The previous chapter traced music's association in Hardy's poetry with moments of lyrical inspiration that set up a syncopation between timeless moments of vision, and everyday chronology. The emphasis here is on music's power to effect turns and tricks of memory, and visitations from the ancestral past, that similarly interrupt the present. Certainly, it is hard to think of another poet who possesses Hardy's sentiment for the past in itself, or who so sedulously seeks it out and lives with it in poem after poem. He meditates on this in "The Ghost of the Past', where he writes of living with its visions, 'gentle echoes' and 'old rapturings':

The discussion begins by investigating how Hardy's sense of historical and social dislocation led to his placing in the past of the significances of community and love associated with music.
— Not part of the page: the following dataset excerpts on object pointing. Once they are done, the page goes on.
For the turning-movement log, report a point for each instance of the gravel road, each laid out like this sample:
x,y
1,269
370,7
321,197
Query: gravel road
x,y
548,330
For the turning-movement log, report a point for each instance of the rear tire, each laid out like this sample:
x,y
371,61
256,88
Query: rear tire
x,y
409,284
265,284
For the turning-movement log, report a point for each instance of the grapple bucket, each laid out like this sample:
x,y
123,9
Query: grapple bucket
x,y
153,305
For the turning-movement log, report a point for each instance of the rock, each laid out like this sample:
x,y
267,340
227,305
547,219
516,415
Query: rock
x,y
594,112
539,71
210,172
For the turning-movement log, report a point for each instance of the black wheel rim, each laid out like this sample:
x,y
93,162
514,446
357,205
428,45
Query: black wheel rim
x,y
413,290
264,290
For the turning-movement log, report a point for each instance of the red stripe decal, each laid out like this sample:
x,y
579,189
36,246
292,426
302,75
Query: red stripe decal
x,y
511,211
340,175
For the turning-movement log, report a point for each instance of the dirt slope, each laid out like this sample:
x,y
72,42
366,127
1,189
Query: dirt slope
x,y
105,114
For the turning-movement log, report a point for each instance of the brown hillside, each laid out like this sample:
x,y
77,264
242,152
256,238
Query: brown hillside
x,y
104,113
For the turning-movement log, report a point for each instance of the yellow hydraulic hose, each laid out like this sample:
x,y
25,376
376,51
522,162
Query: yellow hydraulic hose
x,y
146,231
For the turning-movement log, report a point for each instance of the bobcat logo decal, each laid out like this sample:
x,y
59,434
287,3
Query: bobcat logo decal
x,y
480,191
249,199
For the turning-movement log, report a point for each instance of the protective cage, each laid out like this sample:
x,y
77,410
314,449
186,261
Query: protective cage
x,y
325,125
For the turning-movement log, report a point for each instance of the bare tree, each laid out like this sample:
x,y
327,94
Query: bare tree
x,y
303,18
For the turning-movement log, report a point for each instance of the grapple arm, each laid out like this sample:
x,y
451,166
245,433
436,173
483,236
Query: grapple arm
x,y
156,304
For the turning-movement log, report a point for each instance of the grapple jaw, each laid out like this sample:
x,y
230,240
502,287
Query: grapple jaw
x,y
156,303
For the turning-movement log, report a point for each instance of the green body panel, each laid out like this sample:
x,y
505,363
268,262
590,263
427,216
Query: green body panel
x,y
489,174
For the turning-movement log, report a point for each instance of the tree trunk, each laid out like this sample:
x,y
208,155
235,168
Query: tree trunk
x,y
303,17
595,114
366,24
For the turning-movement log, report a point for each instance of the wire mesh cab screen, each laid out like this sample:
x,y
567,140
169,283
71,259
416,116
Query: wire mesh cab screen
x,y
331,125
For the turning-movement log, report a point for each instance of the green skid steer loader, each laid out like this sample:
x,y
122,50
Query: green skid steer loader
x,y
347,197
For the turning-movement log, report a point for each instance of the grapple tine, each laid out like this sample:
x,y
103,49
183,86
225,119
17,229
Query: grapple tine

There then follows an account of the specifics of how music has the power to reanimate periods and traditions from the distant past, as in the many poems that follow musical trails into the culture and history of Hardy's family and elsewhere. This leads to the more personal case of individual memory, where music is endlessly and variously employed by Hardy as a link between the different temporal dimensions of experience. As F. L. Lucas put it, '[h]e saw things instinctively in three tenses as in three dimensions.'1 In this connection, the third section explores some of those many poems where the individual's susceptibility to music is at one with its anachronistic power to resist chronology, and to surprise age or loss by affects which summon up a revitalized sense of past times and relationships. Music is a privileged tool of memory, capable of recapturing the ecstasies of the past. However, this is inevitably ambiguous, since current sadness is so obviously and inescapably mixed in with the recovered emotion.